The Mayor, Alderman J Barran, performed the ceremony of laying the foundation stone for the New Leeds Bridge on 20 September 1871.

The members of the Corporation in their robes of office assembled at the Town Hall at half-past three in the afternoon and led by the Chief Constable and a Company of police constables, marched in procession to the site of the bridge, the approaches of which were decorated with flags and banners.

The position of the stone to be laid was under the temporary bridge, and the space around the stone was comfortably enclosed and fitted up for those who were to take part in the Ceremony.

Those present at the proceedings were: the Mayor and Mayoress, and Mr John Barran junior; Alderman Luccock, Alderman Nussey, Alderman Kelsall, Alderman Hornby, Alderman G Tatham, Alderman George, Alderman Blackburn, Alderman Stead, Alderman Carter MP, Alderman Addyman, Alderman Shepherd, Mr Wheelhouse MP, Major Butler, Mr E Filliter, Engineer, to the Waterworks Scheme; Dr Robinson, Officer of Health; Mr Wardell, Deputy Town Clerk; Mr S Freeman, Mr Fenwick of Messrs Martin Fenwick, Civil Engineers; Mr TD Steel of Newport, Monmouthshire, the Designer; Mr D Nichole, Contractor for the bridge: and Mr Coslett, Clerk of the Works.

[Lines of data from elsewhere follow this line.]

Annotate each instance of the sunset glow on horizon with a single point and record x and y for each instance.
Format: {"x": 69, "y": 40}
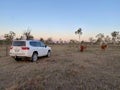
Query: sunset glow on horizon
{"x": 59, "y": 19}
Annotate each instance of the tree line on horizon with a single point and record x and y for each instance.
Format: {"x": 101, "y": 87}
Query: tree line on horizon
{"x": 100, "y": 37}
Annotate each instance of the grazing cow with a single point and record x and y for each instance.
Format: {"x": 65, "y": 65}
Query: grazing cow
{"x": 103, "y": 46}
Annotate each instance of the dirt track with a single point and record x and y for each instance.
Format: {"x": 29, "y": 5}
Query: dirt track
{"x": 66, "y": 69}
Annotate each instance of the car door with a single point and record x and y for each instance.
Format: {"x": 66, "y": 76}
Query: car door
{"x": 44, "y": 48}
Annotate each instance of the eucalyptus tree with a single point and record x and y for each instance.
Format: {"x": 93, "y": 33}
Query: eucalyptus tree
{"x": 79, "y": 32}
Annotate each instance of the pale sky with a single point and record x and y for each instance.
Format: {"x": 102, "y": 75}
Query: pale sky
{"x": 60, "y": 18}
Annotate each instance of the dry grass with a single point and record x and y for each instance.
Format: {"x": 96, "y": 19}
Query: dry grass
{"x": 66, "y": 69}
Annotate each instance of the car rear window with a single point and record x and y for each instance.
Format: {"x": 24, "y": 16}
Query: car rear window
{"x": 19, "y": 43}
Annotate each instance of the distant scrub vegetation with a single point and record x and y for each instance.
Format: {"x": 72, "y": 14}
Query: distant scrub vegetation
{"x": 100, "y": 37}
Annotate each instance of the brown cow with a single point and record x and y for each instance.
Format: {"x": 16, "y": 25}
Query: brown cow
{"x": 103, "y": 46}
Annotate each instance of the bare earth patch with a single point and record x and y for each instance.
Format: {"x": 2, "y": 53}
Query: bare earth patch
{"x": 66, "y": 69}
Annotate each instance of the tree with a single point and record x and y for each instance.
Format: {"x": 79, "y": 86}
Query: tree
{"x": 92, "y": 40}
{"x": 114, "y": 35}
{"x": 79, "y": 32}
{"x": 100, "y": 38}
{"x": 10, "y": 36}
{"x": 41, "y": 39}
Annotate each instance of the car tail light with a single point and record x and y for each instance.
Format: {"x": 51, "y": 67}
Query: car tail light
{"x": 25, "y": 48}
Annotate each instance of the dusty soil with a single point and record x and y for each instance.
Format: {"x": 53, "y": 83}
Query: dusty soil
{"x": 66, "y": 69}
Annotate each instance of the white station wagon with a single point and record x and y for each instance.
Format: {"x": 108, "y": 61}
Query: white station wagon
{"x": 29, "y": 48}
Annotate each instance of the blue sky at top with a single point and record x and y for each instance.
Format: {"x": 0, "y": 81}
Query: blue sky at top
{"x": 59, "y": 18}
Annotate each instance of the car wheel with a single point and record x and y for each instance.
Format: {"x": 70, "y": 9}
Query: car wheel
{"x": 34, "y": 57}
{"x": 48, "y": 54}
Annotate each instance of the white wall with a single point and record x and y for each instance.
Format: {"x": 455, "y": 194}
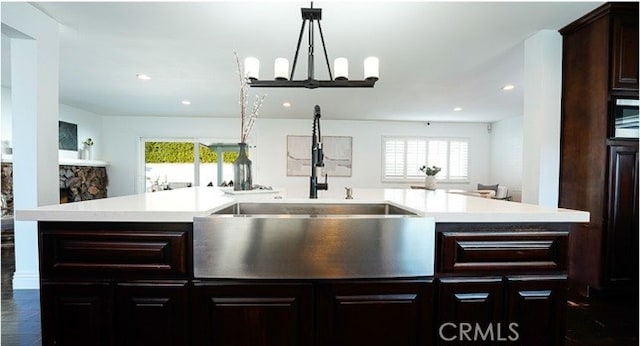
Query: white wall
{"x": 506, "y": 155}
{"x": 269, "y": 154}
{"x": 542, "y": 112}
{"x": 34, "y": 62}
{"x": 89, "y": 125}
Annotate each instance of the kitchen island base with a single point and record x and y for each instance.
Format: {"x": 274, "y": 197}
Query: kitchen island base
{"x": 127, "y": 283}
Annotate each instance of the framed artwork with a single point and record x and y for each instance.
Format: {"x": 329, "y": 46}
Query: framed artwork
{"x": 67, "y": 136}
{"x": 337, "y": 155}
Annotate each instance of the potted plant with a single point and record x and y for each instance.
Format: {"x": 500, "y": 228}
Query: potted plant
{"x": 430, "y": 177}
{"x": 243, "y": 179}
{"x": 88, "y": 143}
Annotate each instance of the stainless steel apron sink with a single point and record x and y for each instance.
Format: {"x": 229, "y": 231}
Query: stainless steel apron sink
{"x": 313, "y": 241}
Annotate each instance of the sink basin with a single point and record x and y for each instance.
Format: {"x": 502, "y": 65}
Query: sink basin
{"x": 314, "y": 209}
{"x": 316, "y": 240}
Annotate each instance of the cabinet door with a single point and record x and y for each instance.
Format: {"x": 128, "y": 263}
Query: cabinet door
{"x": 152, "y": 313}
{"x": 621, "y": 238}
{"x": 624, "y": 74}
{"x": 252, "y": 314}
{"x": 76, "y": 313}
{"x": 470, "y": 311}
{"x": 375, "y": 313}
{"x": 536, "y": 309}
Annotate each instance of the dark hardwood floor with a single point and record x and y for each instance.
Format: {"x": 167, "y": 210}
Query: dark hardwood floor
{"x": 593, "y": 322}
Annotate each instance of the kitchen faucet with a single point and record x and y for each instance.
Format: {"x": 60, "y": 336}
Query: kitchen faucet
{"x": 317, "y": 157}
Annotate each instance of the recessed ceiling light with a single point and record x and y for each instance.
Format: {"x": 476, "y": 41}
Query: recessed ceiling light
{"x": 143, "y": 76}
{"x": 508, "y": 87}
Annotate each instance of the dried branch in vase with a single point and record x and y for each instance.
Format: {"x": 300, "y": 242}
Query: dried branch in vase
{"x": 248, "y": 119}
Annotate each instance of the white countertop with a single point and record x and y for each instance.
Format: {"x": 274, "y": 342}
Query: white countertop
{"x": 181, "y": 205}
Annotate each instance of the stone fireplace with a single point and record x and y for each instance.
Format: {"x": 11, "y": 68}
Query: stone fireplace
{"x": 77, "y": 183}
{"x": 81, "y": 183}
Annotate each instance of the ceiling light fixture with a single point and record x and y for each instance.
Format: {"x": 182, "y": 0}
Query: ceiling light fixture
{"x": 143, "y": 76}
{"x": 341, "y": 65}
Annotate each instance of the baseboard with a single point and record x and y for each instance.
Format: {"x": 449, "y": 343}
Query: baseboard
{"x": 26, "y": 281}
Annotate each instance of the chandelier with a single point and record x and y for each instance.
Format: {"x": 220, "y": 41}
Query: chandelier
{"x": 284, "y": 79}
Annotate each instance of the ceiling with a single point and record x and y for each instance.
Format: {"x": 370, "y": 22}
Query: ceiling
{"x": 434, "y": 56}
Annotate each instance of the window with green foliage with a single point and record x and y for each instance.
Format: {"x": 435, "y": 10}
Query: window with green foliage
{"x": 181, "y": 152}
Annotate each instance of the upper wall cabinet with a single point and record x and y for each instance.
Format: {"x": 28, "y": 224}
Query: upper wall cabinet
{"x": 624, "y": 52}
{"x": 599, "y": 145}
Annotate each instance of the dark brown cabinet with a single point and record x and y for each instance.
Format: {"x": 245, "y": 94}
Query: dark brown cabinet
{"x": 518, "y": 310}
{"x": 151, "y": 313}
{"x": 622, "y": 228}
{"x": 598, "y": 171}
{"x": 105, "y": 287}
{"x": 624, "y": 54}
{"x": 133, "y": 284}
{"x": 375, "y": 313}
{"x": 392, "y": 312}
{"x": 535, "y": 309}
{"x": 77, "y": 313}
{"x": 501, "y": 283}
{"x": 252, "y": 314}
{"x": 472, "y": 300}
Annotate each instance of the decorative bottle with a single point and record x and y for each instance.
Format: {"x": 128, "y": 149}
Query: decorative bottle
{"x": 242, "y": 170}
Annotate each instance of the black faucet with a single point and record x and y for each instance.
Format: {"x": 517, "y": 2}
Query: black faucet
{"x": 317, "y": 157}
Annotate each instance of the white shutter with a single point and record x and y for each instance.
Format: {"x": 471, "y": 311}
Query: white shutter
{"x": 458, "y": 160}
{"x": 404, "y": 156}
{"x": 416, "y": 157}
{"x": 394, "y": 152}
{"x": 438, "y": 156}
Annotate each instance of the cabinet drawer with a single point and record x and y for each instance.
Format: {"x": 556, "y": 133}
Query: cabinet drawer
{"x": 106, "y": 254}
{"x": 502, "y": 251}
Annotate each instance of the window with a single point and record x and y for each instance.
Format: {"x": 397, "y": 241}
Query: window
{"x": 403, "y": 157}
{"x": 170, "y": 163}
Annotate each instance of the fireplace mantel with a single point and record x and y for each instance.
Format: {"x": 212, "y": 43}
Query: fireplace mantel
{"x": 66, "y": 161}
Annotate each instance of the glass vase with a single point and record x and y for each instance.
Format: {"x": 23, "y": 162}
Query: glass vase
{"x": 430, "y": 182}
{"x": 242, "y": 170}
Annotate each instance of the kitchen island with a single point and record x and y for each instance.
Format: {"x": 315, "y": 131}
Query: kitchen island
{"x": 120, "y": 271}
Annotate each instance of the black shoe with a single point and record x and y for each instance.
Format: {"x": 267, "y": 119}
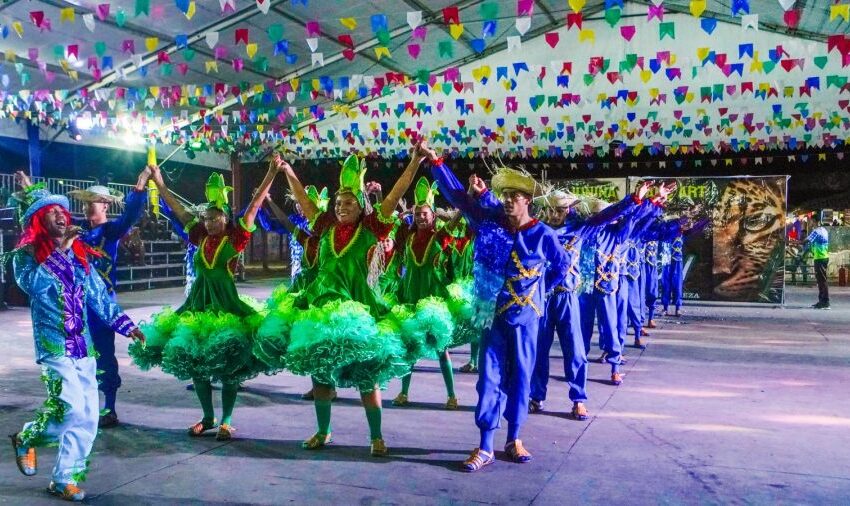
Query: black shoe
{"x": 108, "y": 420}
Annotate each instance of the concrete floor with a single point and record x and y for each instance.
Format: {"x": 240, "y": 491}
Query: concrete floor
{"x": 729, "y": 404}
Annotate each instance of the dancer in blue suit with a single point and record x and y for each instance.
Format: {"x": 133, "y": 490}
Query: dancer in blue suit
{"x": 102, "y": 235}
{"x": 562, "y": 307}
{"x": 600, "y": 267}
{"x": 516, "y": 259}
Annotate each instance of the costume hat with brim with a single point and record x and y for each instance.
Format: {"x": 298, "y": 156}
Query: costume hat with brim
{"x": 97, "y": 193}
{"x": 42, "y": 199}
{"x": 507, "y": 179}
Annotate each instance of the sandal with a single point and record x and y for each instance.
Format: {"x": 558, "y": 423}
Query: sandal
{"x": 451, "y": 403}
{"x": 517, "y": 452}
{"x": 317, "y": 441}
{"x": 199, "y": 428}
{"x": 468, "y": 367}
{"x": 477, "y": 460}
{"x": 378, "y": 448}
{"x": 401, "y": 400}
{"x": 579, "y": 412}
{"x": 25, "y": 458}
{"x": 616, "y": 379}
{"x": 225, "y": 432}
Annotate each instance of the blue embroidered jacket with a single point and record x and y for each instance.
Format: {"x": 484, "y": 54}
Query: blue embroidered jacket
{"x": 513, "y": 267}
{"x": 60, "y": 294}
{"x": 632, "y": 258}
{"x": 104, "y": 238}
{"x": 574, "y": 231}
{"x": 603, "y": 256}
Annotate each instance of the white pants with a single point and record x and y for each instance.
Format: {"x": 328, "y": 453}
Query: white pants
{"x": 76, "y": 431}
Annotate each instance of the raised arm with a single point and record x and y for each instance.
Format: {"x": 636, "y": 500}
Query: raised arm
{"x": 180, "y": 212}
{"x": 275, "y": 165}
{"x": 308, "y": 207}
{"x": 417, "y": 154}
{"x": 279, "y": 215}
{"x": 134, "y": 206}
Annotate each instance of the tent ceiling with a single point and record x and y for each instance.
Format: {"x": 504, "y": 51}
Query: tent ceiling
{"x": 49, "y": 70}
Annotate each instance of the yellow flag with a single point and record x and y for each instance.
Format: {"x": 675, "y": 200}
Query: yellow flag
{"x": 66, "y": 14}
{"x": 697, "y": 8}
{"x": 586, "y": 34}
{"x": 842, "y": 10}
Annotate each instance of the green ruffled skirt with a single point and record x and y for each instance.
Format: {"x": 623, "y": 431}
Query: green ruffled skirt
{"x": 207, "y": 344}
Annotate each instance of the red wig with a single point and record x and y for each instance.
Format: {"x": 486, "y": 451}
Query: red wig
{"x": 35, "y": 234}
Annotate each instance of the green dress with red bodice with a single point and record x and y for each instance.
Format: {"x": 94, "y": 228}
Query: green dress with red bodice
{"x": 338, "y": 329}
{"x": 211, "y": 334}
{"x": 441, "y": 310}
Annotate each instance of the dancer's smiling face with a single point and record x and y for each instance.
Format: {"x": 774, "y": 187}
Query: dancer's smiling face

The Mayor was presented with a mallet and a handsome silver trowel with which to perform the ceremony. The inscription on the trowel read – “Presented to the Right Worshipful Mayor of Leeds on the occasion of laying the Foundation Stone of the Leeds New Bridge, on 20 September 1871”

A sealed glass bottle was placed under the stone, this contained copies of the local newspapers of the day, one of the Corporation’s Year Books, a photograph of the Town Hall, specimens of the current coin of the realm, and a Roll of Vellum containing a list of the purchases of the Property Committee, headed by a short memorandum stating the particulars connected with the laying of the stone. Construction work then carried on.

On 9 July 1873 the £23,000 New Leeds Bridge opening Ceremony was performed by the Mayor of Leeds, this was erected to replace the old and dangerous bridge that for many years had occupied this site (see our December edition).

On the invitation of the Mayor, Alderman Oxley, the members of the Corporation as well as a large number of gentlemen connected with the Public Bodies of the Borough met at Leeds Town Hall, and headed by a Military Band walked in procession to the new Bridge where, after prayers had been offered by the Vicar, Reverend Canon Woodford, his Worship the Mayor passed over the bridge and declared it open. On returning to the Town Hall the Mayor entertained 180 gentlemen to dinner.

This new bridge has a graceful single span across the river and is built on a skew with an angle of 11¼ degrees, the several arches of the old bridge have been replaced by one of 102 feet 6 inches in length, the centre of which is 12 feet 6 inch above the ordinary water line, good approaches and an easy gradient are thus assured.

The arch springs from remarkably good stone abutments of rusticated masonry and through the north abutment there is a seven foot culvert, and on the south side (for the bend of the river) a ten foot culvert.

Additional safety and stability are imparted by girders and cross-girders of wrought iron and covered with Malett’s Patent Buckled Plates. The minimum tensile strain of the wrought iron employed in the construction of the bridge is 20 tons to the square inch. Across the bridge are two 12 foot causeways of Yorkshire landings and the roadway is constructed of Mount Sorrel Granite and is 36 feet in width. The total width between the parapets is 60 feet as opposed to the 33 feet of the old bridge.

In the whole work – the construction of the new works, demolition of the old bridge, the dredging and sinking of foundations, the purchase and pulling down of the old property necessary to the bridge and its approaches, and the settlement of demands for compensation – an outlay of about £50,000 has been incurred. The Contractor was Mr David Nichols of Leeds, who’s tender was £15,319; Messrs Butler & Pitts, Stanningley, furnished the ironworks; and Mr. Coslett was the Clerk of Works. A proud boast at the time was the fact that London Bridge was less in width by four feet and Waterloo Bridge by no less than 18 feet when compared with the new Leeds Bridge.

The bridge has had fairly regular maintenance carried out on it over the years including making the carriageways narrower to cut down the amount of traffic with an island down the centre. Monday 8 January 2018 saw the bridge closed for major repair and renovation which was scheduled for 16 months and traffic regulations applying. All this lasted until Monday 14 January 2019 when the bridge reopened and all the final work was completed by April 2019.